A continuación, entregamos un extracto de su Historia General, en la cual nos habla de la hermosa Jubaea Chilensis:

Capítulo VII: Las palmas de Chile

“Palmas hay muchas en la comarca de la ciudad de Santiago: son muy diferentes de las de España, porque no dan dátiles sino unos cocos del tamaño de una nuez, pero la cáscara más gruesa y más dura, y la comida de dentro, blanca y dura, algo sabrosa. De los secos cocos se exprime aceite mantecoso y de muy buen gusto. Usase poco de él para comer por haber aceite de olivos el necesario, pero es muy medicinal para mitigar el dolor de las almorranas […] son buenos estos cocos para confitados, y en cáscara son el entretenimiento de los muchachos, que con ellos juegan a las bolas, por ser duros de cascara, y a otros muchos juegos. Estas palmas tienen las ramas y las hojas como las palmas de dátiles […]
Tienen estas palmas dentro del corazón un palmito sabrosísimo y delicado al comer, y los pasajeros suelen derribar una palma solo para sacarle el corazón y por el regalo del palmito, y como hay muchas no se siente el desperdicio de un árbol.

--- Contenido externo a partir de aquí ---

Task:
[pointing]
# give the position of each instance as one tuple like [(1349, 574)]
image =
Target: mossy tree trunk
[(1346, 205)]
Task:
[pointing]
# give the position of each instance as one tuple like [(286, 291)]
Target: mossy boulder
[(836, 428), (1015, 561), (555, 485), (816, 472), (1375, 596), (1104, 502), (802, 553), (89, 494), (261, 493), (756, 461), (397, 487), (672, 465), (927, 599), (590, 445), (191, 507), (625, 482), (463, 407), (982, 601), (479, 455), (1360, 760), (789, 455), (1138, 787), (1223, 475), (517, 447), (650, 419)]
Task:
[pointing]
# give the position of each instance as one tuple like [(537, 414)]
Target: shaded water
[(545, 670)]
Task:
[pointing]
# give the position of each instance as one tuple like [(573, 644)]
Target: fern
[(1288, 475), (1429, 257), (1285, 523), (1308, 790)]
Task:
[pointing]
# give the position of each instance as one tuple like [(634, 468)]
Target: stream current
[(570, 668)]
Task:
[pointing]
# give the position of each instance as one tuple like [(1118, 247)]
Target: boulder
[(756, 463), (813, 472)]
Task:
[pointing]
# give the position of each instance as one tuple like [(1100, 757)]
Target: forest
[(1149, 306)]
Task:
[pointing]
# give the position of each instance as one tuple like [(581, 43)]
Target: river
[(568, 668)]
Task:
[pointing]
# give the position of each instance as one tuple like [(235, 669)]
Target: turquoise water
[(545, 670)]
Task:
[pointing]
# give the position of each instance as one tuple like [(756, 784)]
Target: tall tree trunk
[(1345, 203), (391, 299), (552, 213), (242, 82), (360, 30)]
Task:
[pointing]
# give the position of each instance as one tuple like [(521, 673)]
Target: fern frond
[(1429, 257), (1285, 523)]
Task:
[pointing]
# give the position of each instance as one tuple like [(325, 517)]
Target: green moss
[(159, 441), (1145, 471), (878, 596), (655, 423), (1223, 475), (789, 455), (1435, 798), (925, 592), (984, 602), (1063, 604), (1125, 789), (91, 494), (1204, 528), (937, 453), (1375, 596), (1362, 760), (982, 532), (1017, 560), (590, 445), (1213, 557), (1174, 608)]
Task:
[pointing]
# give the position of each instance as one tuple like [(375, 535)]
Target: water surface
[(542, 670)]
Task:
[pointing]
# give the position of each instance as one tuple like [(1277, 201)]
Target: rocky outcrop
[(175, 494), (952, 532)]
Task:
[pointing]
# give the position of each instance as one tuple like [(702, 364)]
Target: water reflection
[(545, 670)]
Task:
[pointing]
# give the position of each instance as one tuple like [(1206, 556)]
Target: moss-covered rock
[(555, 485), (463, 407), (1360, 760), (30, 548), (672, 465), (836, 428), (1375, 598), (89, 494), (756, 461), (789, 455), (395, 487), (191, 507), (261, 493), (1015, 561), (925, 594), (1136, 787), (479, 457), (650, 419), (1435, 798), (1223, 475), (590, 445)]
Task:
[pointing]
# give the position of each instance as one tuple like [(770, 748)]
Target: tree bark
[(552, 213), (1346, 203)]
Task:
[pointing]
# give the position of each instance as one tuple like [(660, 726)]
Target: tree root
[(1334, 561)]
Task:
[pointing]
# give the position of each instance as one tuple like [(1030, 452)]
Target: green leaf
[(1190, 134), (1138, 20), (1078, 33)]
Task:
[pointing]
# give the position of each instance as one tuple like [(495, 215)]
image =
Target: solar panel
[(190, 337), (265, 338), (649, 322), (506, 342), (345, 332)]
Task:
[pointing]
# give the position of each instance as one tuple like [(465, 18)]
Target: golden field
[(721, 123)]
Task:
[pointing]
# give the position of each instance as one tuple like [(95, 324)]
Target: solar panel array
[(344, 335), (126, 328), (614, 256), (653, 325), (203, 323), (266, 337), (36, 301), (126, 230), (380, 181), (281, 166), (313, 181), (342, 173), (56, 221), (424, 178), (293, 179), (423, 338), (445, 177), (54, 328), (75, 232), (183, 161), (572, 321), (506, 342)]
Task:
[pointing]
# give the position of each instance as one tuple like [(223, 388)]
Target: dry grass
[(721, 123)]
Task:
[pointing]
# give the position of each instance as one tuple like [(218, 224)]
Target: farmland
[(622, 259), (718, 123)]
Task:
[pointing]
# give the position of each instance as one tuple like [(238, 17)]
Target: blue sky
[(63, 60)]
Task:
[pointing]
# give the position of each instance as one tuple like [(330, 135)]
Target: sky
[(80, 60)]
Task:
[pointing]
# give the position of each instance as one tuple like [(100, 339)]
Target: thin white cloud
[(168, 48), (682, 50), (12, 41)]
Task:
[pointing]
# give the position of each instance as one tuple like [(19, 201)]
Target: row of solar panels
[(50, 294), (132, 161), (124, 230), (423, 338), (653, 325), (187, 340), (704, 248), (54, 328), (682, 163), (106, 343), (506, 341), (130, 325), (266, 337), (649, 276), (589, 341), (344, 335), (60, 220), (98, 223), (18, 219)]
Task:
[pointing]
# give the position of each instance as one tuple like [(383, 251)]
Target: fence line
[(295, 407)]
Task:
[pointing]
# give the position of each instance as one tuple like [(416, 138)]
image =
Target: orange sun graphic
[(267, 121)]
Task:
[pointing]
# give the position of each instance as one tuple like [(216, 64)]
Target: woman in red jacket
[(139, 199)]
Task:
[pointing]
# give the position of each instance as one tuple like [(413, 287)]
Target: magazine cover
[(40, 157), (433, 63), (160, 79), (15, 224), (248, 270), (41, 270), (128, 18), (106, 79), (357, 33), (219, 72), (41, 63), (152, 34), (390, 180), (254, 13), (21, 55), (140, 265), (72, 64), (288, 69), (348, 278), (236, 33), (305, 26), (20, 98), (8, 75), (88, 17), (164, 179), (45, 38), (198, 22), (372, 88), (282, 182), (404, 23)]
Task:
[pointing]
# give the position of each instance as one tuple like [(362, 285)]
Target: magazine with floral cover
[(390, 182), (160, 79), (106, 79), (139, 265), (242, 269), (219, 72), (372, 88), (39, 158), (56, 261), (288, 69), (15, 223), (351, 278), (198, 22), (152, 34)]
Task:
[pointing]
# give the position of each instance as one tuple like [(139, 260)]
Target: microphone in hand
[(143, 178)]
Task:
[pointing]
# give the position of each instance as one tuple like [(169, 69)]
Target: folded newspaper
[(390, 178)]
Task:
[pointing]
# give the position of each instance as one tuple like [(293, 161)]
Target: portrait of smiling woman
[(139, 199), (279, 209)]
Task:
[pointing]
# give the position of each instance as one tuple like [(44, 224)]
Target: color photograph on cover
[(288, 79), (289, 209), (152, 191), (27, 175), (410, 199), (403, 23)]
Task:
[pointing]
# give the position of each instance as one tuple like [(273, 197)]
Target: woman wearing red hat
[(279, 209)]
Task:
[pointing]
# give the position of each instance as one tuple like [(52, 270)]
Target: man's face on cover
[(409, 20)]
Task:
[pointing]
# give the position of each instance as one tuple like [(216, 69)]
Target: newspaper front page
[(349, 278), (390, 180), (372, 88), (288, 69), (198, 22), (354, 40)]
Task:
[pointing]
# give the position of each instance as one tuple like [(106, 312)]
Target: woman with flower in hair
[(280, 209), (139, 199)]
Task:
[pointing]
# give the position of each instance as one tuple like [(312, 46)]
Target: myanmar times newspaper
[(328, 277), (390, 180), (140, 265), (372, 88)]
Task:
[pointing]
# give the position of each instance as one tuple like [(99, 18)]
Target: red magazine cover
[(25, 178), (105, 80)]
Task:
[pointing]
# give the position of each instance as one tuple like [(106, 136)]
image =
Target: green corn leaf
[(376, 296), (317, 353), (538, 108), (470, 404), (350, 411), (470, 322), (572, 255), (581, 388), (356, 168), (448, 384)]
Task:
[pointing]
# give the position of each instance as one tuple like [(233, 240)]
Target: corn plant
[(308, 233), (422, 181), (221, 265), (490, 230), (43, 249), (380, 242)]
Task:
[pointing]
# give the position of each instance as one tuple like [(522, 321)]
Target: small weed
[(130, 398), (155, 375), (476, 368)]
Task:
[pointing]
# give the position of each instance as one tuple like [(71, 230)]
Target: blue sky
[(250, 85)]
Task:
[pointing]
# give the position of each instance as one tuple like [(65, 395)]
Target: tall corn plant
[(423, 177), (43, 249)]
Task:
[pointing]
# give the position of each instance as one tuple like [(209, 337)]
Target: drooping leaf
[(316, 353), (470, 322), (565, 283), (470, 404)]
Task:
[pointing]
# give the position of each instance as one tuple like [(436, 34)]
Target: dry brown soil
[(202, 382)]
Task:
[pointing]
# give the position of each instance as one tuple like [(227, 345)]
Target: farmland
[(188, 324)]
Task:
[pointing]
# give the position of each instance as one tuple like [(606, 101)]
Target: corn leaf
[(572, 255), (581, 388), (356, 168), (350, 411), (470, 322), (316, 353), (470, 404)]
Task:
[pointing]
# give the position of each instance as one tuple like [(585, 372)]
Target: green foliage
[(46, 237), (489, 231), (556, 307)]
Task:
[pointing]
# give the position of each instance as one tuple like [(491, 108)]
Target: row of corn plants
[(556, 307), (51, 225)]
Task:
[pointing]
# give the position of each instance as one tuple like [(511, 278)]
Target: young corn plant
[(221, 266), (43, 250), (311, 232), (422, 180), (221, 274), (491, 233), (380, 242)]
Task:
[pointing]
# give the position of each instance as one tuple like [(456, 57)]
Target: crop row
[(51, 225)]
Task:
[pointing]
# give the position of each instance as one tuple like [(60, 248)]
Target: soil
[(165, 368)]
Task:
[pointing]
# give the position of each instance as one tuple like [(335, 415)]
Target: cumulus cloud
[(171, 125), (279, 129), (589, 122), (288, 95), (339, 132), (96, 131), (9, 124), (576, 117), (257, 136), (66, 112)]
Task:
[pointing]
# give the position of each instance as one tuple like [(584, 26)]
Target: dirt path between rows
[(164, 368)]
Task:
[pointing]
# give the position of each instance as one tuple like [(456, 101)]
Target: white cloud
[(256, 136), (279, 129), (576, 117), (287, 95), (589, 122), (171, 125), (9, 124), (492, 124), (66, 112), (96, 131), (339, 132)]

Otra cosa tiene más admirable y provechosa, que es el sumo y licor(1) que de sí despide en grande abundancia en punzándola; es muy dulce y de él hacen chicha para beber, y en dándole punto al fuego se hace una miel excelente, tan buena como la de caña dulce, y tal que apenas se diferencia la una de la otra, de que sacan alguna cantidad para sus granjerías”

Rosales, Diego, Historia General del Reino de Chile, Flandes Indiano, Libro II, Geografía e Historia Natural, 1674.

Personalmente, me interesa destacar como el sentido y la percepción de abundancia e infinitud, fue un elemento que alentó que la palma chilena fuera explotada de manera tan severa.

No había estadística, ni estudio, ni contabilidad de su cantidad: sólo fue necesario percibir (“sentir”) que era extremadamente abundante, para consentir en usos y modos de explotación que en la actualidad, y cuando se están haciendo ingentes esfuerzos para salvarla de la extinción en estado silvestre, nos parecerían totalmente irracionales.

LA MENTALIDAD DE UNA ÉPOCA

Es interesante señalar algo a veces muy descuidado por la historiografía clásica: a veces es un modo de pensamiento, algo tan sutil, algo que no es palpable y que no se puede registrar y archivar -lo que se denomina una “mentalidad”-, lo que puede marcar y orientar como actúan los individuos en una determinada sociedad.

Percepciones de abundancia o  escasez pueden determinar que los individuos sean más ahorrativos o más dados al despilfarro. Un ejemplo clásico que se menciona a propósito de esto, es como procedía en su día a día la generación que vivió la crisis económica de 1929: incluso décadas después de superada la crisis, nunca dejaron de conducirse de forma extremadamente austera.

En la actualidad, y a diferencia de lo que sucedía en el período colonial, hemos reunido suficiente información, y cada día nos llegan noticias y reportes del daño que como sociedad estamos provocando en la biósfera, estudios que hablan de sus límites y fragilidad, de cómo estamos degradando y empobreciendo nuestro entorno, y sin embargo, actuamos como si el planeta y sus recursos fueran infinitos. Actuamos con una mentalidad de hace 400 años, pero estamos aún peor que ellos, pues ahora sabemos el daño que hacemos, y sin embargo no corregimos el curso.

Es deber de todos nosotros, cambiar esa mentalidad, que está llevando a la biósfera a una crisis, que eventualmente podríamos superar, no sin antes perder todas aquellas bellezas de las que gozaron y que también contemplaron las generaciones anteriores, como lo son los imponentes y valiosísimos palmares de jubaea chilensis.

Notas

1. La palma chilena recibe en inglés el nombre de chilean wine palm“, “honey palm” y “coquito palm”. En francés en cambio, recibe el nombre de “palmier a miel du Chili”, “cocotier du Chili”.